Esas No: 2019/6885
Karar No: 2020/4863
Karar Tarihi: 06.10.2020
Taksirle yarlama - Yargıtay 12. Ceza Dairesi 2019/6885 Esas 2020/4863 Karar Sayılı İlamı
"İçtihat Metni"
Mahkemesi :Asliye Ceza Mahkemesi
Suç : Taksirle yarlama
Hüküm : CMK"nın 223/2-c maddesi gereği beraat (her iki sanık hakkında)

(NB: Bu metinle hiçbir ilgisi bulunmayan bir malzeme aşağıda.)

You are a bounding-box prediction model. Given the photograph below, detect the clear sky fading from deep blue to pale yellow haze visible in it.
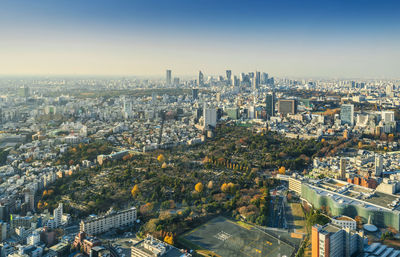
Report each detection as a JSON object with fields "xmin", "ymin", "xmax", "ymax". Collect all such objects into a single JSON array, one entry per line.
[{"xmin": 0, "ymin": 0, "xmax": 400, "ymax": 78}]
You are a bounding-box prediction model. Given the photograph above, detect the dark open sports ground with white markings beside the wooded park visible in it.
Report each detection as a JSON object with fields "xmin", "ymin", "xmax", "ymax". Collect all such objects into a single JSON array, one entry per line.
[{"xmin": 182, "ymin": 217, "xmax": 294, "ymax": 257}]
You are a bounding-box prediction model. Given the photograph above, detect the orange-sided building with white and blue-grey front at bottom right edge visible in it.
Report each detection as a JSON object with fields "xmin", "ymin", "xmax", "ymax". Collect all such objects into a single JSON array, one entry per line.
[{"xmin": 311, "ymin": 223, "xmax": 364, "ymax": 257}]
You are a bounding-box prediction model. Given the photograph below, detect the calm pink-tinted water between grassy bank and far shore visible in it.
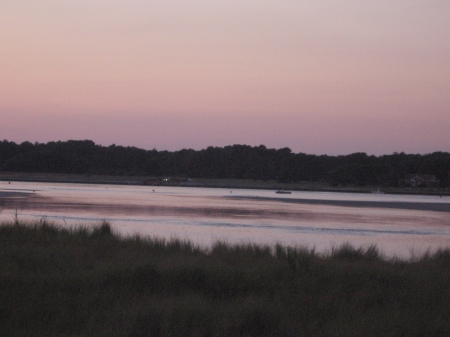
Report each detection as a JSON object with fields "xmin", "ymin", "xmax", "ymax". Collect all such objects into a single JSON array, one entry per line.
[{"xmin": 0, "ymin": 182, "xmax": 450, "ymax": 257}]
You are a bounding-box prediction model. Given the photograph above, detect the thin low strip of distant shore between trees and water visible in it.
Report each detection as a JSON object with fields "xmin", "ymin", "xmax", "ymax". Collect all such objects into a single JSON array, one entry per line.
[{"xmin": 0, "ymin": 172, "xmax": 450, "ymax": 196}]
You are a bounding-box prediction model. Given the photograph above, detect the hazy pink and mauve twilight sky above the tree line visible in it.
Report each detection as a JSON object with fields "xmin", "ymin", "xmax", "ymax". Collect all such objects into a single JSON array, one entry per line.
[{"xmin": 0, "ymin": 0, "xmax": 450, "ymax": 155}]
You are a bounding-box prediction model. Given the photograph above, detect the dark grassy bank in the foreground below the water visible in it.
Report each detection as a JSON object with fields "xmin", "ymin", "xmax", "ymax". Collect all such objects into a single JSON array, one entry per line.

Taksirle yaralama suçundan sanıkların beraatlerine ilişkin hüküm katılan tarafından temyiz edilmekle, dosya incelenerek gereği düşünüldü:
Katılanın bel ağrısı şikayetiyle Beyşehir Devlet Hastanesinde pratisyen hekim olarak görev yapan sanık ..."e başvurduğu, sanık ..."in yaptığı muayene neticesinde, kendisine akut lumbalji tanısı teşhisi koyduğu, tedavi için dikloron amp, muskoril amp, dekort amp ilaçlarının üçünün karıştırılarak yapılması talimatı vermesi üzerine Sağlık Meslek Lise"sinde stajyer öğrenci olan sanık ... tarafından enjeksiyon uygulaması yapıldığı, katılanın yapılan enjeksiyon sonrasında bacağında uyuşukluk ve hissizlik baş gösterdiğini bildirmesiyle, yine sanık ..."in talimatıyla sanık ... tarafından ikinci enjeksiyonun uygulanmasıyla, katılanın durumunda bir değişiklik olmadığı gibi sevk edildiği Konya il merkezindeki sağlık kuruluşlarında da bu durumun düzeltilemediği ve katılanın duyularından veya organlarından birinin işlevinin sürekli zayıflaması şeklinde yaralanması ile sonuçlanan olayda;
...Adli Tıp Kurumu 2. İhtisas Dairesinden alınan 26/06/2015 tarihli raporda; ""Dava konusu olayda kişiye glüteal bölgeden intramüsküler enjeksiyon yapıldığının belirlendiği, enjekte edilen ilaçların doku içi yayılımı ile sinir hasarına neden olabileceklerinin tıbben bilindiği, bu durumun enjeksiyonların tekniğine uygun yapılması durumunda da daha önceden öngörülemeyecek ve önlenemeyecek arazlara sebep olabildiği, bu durumun her türlü özene rağmen oluşabilecek herhangi bir kusur ve ihmalden kaynaklanmayan komplikasyon olarak nitelendirildiği, enjeksiyonun yapılış tekniği ve uygulanan bölgenin uyumsuzluğu yönünden tıbbi bir delil de tanımlanmadığından, tüm bulgular bir bütün olarak değerlendirildiğinde, enjeksiyonu uygulayan sağlık personeline ve enjeksiyon yapılma talimatı veren ilgili hekime herhangi bir kusur izafe edilemediğinin"" ve Adli Tıp Genel Kurulunun ""17/12/2015 tarihli raporunda ise"" Dava konusu olayda kişiye glüteal bölgeden intramüsküler enjeksiyon yapıldığının belirlendiği, enjekte edilen ilaçların doku içi yayılımı ile sinir hasarına neden olabileceklerinin tıbben bilindiği, bu durumun enjeksiyonların tekniğine uygun yapılması durumunda da daha önceden öngörülemeyecek ve önlenemeyecek arazlara sebep olabildiği, bu durumun her türlü özene rağmen oluşabilecek herhangi bir kusur ve ihmalden kaynaklanmayan komplikasyon olarak nitelendirildiği, enjeksiyonun yapılış tekniği ve uygulanan bölgenin uyumsuzluğu yönünden tıbbi bir delil de tanımlanmadığından, tüm bulgular bir bütün olarak değerlendirildiğinde, tıbbi uygulama yönünden ilgili sağlık personeline ve enjeksiyon yapılma talimatı veren ilgili hekime herhangi bir kusur izafe edilemediğinin"" bildirildiği dikkate alındığında mahkemece sanıklar hakkında beraat hükmü kurulmasında bir isabetsizlik görülmemiştir.
Yapılan yargılamaya, toplanıp karar yerinde gösterilen delillere, mahkemenin kovuşturma sonuçlarına uygun olarak oluşan kanaat ve takdirine, incelenen dosya kapsamına göre, katılanın eksik araştırma sonucu hüküm kurulduğuna ilişkin temyiz itirazlarının reddi ile hükmün isteme uygun olarak ONANMASINA, 06/10/2020 tarihinde oy birliğiyle karar verildi.